Psychosis Early Detection and Intervention Centre-PEDIC, Centre for Psychosocial Medicine, Department for Psychiatry and Psychotherapy, University Medical Centre Hamburg-Eppendorf, Germany.
Schizophr Res. 2012 Sep;140(1-3):31-6. doi: 10.1016/j.schres.2012.07.010. Epub 2012 Jul 28.
This study aims to differentiate schizoaffective disorder (SAD) and bipolar-I-disorder (BD) in first-episode psychotic mania (FEPM).
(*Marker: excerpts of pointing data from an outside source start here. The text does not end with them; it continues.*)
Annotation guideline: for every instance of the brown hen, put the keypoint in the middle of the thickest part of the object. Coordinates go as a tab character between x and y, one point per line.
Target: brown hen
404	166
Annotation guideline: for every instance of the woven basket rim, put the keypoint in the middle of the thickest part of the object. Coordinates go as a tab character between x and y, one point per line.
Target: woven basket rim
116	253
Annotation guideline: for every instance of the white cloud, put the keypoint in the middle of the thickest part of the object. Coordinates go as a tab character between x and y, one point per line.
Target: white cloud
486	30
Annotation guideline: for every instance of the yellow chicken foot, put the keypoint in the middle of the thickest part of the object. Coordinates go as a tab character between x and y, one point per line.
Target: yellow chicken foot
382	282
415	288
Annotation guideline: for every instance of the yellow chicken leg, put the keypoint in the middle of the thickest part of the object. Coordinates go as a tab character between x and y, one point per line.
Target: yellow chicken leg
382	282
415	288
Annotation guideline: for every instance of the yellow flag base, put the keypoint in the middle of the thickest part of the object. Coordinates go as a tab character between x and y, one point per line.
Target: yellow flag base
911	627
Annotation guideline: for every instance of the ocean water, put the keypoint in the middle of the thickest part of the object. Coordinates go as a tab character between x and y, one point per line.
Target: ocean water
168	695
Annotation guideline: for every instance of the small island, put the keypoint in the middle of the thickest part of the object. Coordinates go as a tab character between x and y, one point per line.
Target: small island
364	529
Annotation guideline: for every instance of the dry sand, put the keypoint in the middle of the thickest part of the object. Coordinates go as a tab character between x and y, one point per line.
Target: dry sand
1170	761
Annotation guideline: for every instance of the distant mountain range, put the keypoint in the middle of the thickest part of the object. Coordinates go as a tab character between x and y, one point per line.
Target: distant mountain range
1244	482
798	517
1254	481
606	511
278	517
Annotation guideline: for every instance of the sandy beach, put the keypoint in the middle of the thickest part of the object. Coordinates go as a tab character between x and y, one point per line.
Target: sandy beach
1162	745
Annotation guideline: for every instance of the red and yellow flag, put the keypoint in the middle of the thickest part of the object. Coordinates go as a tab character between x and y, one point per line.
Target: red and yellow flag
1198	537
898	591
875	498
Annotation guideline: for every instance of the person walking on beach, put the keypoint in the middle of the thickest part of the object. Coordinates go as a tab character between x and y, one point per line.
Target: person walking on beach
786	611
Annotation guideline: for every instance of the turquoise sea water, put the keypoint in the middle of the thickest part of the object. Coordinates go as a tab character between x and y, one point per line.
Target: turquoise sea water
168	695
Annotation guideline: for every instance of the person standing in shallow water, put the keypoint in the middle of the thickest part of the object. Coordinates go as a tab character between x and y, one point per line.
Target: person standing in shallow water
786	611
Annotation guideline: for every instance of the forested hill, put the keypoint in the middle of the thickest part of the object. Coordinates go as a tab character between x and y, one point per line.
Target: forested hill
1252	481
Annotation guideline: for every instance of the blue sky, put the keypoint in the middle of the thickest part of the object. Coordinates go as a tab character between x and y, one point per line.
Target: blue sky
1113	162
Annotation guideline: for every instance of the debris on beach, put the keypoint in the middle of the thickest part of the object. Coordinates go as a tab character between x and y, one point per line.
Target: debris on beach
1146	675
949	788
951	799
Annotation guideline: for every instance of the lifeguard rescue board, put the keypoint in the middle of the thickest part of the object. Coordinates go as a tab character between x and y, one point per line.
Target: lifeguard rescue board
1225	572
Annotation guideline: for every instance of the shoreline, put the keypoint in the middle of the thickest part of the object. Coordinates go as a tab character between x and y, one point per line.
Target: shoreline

All 134 patients from an epidemiological first-episode psychosis cohort (N=786) with FEPM and an 18-month follow-up final diagnosis of SAD (n=36) or BD (n=98) were assessed with respect to pre-treatment, baseline and outcome differences. Second, patients with baseline BD who shifted (shifted BD) or did not shift to SAD (stable BD) over the follow-up period were compared regarding pre-treatment and baseline differences.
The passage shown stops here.